La décision impose un ultimatum à Washington : justifier, avant le 15 mai, les mesures prises pour organiser le retour de la migrante.
Kinshasa, point d’arrivée inattendu d’un contentieux américain
Expulsée des États-Unis, Adriana Zapata aurait été envoyée vers Kinshasa, où elle séjourne actuellement dans une structure hôtelière en périphérie. Elle y vivrait dans un isolement quasi total, selon des sources médiatiques, dans un dispositif d’accueil temporaire destiné à des ressortissants de pays tiers.
Le cas révèle une faille diplomatique majeure : le transfert a été effectué malgré un refus écrit du gouvernement congolais invoquant des raisons médicales et logistiques.
Le droit contre la procédure : un rappel judiciaire sévère
Pour le juge américain, un principe fondamental du droit migratoire aurait été ignoré : l’obligation pour un État tiers d’accepter formellement toute personne expulsée sur son territoire.
Comme le rappelait Hannah Arendt, « le droit à avoir des droits est le fondement de toute civilisation politique ». Dans ce dossier, ce principe se heurte à une mécanique d’expulsion internationale où les individus deviennent des variables administratives.
La RDC dans un dispositif migratoire sous tension
Selon des communications officielles, une quinzaine de migrants auraient déjà été transférés à Kinshasa dans le cadre d’un accord de coopération migratoire avec Washington. Le dispositif est présenté comme strictement temporaire et entièrement financé par les États-Unis.
Mais cette initiative suscite des interrogations dans l’opinion congolaise, entre inquiétudes sécuritaires, pression sociale et débat sur la capacité d’accueil du pays.
Une souveraineté sous contrainte diplomatique
Au-delà du cas individuel, l’affaire soulève une question plus large : celle de la souveraineté effective des États dans la gestion des flux migratoires externalisés. La RDC se retrouve ainsi au centre d’un dispositif international où les décisions prises ailleurs produisent des effets directs sur son territoire.
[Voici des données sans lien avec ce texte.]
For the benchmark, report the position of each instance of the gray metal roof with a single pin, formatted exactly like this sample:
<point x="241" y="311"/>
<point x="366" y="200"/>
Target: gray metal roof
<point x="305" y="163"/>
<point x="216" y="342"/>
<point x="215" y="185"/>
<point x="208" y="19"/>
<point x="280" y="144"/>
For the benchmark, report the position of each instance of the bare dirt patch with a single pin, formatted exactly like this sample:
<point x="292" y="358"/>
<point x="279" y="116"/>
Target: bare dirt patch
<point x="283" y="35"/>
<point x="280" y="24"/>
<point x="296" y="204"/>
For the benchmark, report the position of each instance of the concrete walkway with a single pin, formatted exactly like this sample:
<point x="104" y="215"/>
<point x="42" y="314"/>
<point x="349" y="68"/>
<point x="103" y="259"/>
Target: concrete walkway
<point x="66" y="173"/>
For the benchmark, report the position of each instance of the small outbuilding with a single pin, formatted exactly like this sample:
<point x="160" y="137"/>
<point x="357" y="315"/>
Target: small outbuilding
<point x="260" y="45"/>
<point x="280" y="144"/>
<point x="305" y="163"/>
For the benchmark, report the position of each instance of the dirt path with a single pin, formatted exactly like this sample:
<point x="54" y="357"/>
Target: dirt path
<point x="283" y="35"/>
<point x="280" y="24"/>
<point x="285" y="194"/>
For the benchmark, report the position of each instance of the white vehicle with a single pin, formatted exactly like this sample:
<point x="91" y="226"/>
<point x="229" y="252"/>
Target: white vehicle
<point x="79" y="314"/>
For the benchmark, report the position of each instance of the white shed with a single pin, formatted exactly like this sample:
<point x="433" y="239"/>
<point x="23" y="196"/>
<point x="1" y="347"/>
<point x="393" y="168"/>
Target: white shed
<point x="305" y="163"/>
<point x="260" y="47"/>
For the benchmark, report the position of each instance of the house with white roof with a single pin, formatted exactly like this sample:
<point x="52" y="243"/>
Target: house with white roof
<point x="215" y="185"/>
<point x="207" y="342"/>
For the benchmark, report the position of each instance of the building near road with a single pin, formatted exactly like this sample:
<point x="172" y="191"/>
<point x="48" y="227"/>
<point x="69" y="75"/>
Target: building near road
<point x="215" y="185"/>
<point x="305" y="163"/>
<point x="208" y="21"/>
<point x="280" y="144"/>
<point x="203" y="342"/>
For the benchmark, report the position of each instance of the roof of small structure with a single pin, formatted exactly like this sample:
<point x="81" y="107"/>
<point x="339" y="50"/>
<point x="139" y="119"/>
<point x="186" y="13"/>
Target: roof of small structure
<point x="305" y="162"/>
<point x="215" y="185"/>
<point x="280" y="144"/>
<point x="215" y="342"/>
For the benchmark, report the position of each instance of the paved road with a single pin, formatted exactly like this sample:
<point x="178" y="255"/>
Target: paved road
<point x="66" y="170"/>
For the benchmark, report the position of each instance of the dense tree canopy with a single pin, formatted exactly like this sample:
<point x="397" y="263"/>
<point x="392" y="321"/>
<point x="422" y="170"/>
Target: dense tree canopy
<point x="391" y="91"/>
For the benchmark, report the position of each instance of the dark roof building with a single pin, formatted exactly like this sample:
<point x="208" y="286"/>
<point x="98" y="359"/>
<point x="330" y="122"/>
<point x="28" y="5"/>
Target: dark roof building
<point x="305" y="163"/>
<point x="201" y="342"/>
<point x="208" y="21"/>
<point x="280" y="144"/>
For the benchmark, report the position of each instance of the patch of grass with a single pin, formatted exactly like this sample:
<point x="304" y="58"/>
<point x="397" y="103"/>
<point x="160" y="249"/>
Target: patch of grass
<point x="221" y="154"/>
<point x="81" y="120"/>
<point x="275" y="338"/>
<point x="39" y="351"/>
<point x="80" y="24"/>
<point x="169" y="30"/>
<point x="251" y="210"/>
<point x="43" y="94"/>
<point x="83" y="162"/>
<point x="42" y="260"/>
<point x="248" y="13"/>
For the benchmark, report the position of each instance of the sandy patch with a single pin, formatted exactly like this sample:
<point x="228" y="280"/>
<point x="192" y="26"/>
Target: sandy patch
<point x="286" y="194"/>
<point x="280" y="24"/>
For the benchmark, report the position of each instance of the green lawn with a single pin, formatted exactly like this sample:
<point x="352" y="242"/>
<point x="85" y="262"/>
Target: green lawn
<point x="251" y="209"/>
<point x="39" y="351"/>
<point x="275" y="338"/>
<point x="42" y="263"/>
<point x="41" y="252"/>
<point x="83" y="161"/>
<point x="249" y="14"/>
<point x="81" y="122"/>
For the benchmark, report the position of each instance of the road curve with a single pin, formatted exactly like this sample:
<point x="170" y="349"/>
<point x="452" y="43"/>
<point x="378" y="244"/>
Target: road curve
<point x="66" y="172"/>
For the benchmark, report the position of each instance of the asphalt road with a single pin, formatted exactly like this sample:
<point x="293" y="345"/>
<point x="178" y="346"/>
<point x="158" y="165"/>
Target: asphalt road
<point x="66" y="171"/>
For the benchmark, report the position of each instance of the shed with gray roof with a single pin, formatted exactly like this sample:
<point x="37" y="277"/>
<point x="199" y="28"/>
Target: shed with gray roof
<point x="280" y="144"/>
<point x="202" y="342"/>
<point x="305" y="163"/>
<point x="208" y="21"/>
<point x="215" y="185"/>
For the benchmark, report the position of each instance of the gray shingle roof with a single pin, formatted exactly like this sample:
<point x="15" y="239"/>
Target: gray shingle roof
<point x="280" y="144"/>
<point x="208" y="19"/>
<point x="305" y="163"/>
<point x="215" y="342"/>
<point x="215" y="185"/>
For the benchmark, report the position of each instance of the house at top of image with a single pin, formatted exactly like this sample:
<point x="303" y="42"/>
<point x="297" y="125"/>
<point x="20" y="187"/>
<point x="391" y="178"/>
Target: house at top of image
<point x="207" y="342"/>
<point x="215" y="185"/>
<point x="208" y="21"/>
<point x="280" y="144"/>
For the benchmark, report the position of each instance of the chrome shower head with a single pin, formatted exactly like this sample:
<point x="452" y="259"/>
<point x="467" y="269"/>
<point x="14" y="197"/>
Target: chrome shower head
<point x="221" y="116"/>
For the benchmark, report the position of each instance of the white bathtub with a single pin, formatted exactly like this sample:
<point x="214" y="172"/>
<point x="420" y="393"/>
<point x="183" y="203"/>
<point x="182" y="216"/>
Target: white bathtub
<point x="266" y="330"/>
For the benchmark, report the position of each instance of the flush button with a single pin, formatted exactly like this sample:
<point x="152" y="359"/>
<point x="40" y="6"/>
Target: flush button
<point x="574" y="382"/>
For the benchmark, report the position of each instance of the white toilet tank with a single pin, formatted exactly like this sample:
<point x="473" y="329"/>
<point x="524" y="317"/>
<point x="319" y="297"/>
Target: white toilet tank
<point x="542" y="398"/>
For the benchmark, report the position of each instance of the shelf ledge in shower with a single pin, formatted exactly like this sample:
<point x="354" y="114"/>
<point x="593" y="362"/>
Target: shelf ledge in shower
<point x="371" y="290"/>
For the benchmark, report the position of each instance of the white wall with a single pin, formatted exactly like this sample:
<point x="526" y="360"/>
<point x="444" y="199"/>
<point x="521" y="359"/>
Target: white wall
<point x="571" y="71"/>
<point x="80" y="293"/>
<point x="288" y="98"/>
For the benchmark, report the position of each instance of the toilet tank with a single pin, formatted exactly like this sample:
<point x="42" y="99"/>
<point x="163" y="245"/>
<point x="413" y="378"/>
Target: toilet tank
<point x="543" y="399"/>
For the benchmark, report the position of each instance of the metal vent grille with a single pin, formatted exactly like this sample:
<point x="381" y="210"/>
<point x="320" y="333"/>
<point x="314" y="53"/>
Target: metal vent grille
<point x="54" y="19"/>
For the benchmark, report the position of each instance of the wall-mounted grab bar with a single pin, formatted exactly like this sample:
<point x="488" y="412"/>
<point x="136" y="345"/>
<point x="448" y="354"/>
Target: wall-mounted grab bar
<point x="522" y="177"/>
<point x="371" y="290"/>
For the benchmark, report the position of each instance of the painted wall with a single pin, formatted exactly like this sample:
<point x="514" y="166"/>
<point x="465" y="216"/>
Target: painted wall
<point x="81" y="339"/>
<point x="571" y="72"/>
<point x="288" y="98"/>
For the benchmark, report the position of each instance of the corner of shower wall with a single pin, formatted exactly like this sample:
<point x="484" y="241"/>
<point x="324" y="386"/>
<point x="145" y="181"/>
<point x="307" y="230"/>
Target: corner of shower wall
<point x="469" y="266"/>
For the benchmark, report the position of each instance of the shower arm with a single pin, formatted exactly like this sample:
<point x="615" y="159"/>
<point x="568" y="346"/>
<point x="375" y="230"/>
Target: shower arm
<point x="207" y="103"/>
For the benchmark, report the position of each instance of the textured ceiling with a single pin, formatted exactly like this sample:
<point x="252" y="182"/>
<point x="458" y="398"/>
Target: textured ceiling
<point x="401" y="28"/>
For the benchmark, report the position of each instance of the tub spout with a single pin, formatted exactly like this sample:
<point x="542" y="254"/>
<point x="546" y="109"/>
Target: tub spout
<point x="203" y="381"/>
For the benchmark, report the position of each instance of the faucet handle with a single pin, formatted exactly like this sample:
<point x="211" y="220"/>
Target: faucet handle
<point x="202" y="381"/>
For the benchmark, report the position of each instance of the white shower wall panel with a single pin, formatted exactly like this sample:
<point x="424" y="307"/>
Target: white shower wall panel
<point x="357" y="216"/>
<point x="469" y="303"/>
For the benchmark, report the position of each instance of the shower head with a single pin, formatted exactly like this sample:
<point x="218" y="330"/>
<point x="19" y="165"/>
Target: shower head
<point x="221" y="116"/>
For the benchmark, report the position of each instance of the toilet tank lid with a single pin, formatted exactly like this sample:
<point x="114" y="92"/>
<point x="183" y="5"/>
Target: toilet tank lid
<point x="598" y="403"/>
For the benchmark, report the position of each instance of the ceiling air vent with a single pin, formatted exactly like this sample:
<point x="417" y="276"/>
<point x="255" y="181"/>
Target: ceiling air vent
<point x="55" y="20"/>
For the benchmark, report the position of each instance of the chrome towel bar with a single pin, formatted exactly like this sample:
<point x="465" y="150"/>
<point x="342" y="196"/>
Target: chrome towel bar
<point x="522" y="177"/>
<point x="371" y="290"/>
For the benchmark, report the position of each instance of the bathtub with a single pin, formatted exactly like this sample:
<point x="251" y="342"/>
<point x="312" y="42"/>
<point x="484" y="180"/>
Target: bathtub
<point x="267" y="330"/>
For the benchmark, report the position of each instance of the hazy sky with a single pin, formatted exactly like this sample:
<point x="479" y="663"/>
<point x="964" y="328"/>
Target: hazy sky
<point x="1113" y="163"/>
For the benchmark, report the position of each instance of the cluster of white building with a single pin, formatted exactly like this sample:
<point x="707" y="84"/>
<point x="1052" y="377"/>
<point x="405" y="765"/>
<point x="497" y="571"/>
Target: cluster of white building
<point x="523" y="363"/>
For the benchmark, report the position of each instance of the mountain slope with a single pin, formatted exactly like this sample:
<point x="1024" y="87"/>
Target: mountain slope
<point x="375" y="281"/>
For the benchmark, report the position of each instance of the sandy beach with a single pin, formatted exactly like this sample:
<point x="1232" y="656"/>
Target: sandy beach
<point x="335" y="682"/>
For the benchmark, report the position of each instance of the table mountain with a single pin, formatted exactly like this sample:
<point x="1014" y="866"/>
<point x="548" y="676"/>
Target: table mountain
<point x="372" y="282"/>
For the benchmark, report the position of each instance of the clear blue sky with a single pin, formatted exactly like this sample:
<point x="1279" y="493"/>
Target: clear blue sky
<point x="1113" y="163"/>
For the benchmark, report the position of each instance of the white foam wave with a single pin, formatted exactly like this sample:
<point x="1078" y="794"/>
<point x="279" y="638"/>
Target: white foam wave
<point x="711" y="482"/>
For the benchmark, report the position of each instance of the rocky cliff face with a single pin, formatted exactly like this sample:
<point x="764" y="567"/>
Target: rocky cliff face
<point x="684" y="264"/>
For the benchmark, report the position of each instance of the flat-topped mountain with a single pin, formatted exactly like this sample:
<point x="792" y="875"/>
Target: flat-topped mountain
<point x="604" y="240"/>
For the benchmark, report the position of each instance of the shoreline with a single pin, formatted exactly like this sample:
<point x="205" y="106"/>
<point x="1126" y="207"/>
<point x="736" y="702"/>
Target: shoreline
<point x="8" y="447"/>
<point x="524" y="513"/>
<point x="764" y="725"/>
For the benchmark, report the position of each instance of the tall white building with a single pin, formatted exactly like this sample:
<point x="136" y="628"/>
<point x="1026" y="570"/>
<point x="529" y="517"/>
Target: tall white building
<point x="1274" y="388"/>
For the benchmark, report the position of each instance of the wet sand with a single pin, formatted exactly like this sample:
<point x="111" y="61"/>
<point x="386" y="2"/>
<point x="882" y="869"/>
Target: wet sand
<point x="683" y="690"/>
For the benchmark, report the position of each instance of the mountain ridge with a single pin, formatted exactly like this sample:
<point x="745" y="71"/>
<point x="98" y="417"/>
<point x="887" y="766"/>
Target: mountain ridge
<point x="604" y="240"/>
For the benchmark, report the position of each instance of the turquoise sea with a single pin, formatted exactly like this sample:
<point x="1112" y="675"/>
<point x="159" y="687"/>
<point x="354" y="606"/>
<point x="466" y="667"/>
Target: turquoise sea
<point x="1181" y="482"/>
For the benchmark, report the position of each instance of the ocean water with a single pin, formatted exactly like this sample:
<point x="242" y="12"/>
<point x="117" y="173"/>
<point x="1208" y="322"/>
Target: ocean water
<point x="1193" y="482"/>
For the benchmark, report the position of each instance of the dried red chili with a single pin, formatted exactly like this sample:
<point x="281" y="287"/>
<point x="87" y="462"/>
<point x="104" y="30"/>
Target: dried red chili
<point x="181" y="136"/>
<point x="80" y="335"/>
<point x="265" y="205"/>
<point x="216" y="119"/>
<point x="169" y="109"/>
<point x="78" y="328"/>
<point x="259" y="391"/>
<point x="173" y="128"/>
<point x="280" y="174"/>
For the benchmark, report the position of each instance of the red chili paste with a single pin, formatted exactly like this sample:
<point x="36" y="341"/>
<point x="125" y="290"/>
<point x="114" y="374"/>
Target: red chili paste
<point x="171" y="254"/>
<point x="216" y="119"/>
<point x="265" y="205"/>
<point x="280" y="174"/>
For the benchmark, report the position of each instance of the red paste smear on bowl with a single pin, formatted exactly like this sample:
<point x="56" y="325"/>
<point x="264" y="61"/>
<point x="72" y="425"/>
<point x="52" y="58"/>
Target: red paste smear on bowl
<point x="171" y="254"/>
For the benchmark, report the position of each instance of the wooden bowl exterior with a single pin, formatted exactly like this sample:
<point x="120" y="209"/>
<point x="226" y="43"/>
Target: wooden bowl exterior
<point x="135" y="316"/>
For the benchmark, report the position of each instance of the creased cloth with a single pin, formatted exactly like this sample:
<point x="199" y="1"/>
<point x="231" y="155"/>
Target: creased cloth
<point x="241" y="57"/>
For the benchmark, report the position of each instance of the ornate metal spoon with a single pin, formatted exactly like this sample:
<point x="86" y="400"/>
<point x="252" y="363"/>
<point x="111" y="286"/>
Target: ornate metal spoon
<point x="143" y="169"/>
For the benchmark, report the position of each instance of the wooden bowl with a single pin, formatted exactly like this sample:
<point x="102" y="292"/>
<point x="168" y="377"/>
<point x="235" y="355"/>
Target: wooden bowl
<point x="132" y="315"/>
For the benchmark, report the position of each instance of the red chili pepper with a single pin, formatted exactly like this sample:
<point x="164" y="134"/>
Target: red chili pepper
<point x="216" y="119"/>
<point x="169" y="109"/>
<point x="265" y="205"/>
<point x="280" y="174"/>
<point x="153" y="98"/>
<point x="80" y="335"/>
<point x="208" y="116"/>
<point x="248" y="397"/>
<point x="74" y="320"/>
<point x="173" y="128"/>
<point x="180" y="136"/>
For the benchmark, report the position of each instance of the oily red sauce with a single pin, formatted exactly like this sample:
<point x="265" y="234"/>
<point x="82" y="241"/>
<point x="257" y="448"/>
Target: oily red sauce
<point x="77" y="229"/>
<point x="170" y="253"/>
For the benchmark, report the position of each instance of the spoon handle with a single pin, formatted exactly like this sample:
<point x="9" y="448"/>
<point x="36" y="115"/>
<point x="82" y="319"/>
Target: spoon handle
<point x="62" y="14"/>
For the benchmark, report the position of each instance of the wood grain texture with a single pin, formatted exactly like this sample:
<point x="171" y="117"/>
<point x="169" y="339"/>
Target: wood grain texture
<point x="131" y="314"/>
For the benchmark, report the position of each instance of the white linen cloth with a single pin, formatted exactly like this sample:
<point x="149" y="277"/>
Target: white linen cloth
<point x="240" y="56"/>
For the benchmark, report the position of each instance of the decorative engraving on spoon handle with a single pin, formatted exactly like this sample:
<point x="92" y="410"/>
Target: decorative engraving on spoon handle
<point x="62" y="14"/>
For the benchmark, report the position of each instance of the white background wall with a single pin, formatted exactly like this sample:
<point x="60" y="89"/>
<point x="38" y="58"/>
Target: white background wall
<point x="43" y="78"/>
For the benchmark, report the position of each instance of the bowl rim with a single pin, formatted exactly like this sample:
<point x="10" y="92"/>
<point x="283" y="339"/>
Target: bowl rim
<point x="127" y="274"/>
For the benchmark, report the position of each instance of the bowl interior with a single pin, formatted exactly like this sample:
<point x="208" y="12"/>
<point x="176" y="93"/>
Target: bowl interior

La migration comme miroir des rapports de force mondiaux
« L’humanité ne se mesure pas à ses frontières mais à la manière dont elle traite les plus vulnérables », rappelait Amartya Sen.
Dans ce dossier, la justice américaine corrige une décision administrative, mais laisse apparaître une réalité plus profonde : celle d’un système migratoire global où les pays de transit deviennent des espaces de délégation, parfois sans pleine maîtrise des implications humaines et juridiques.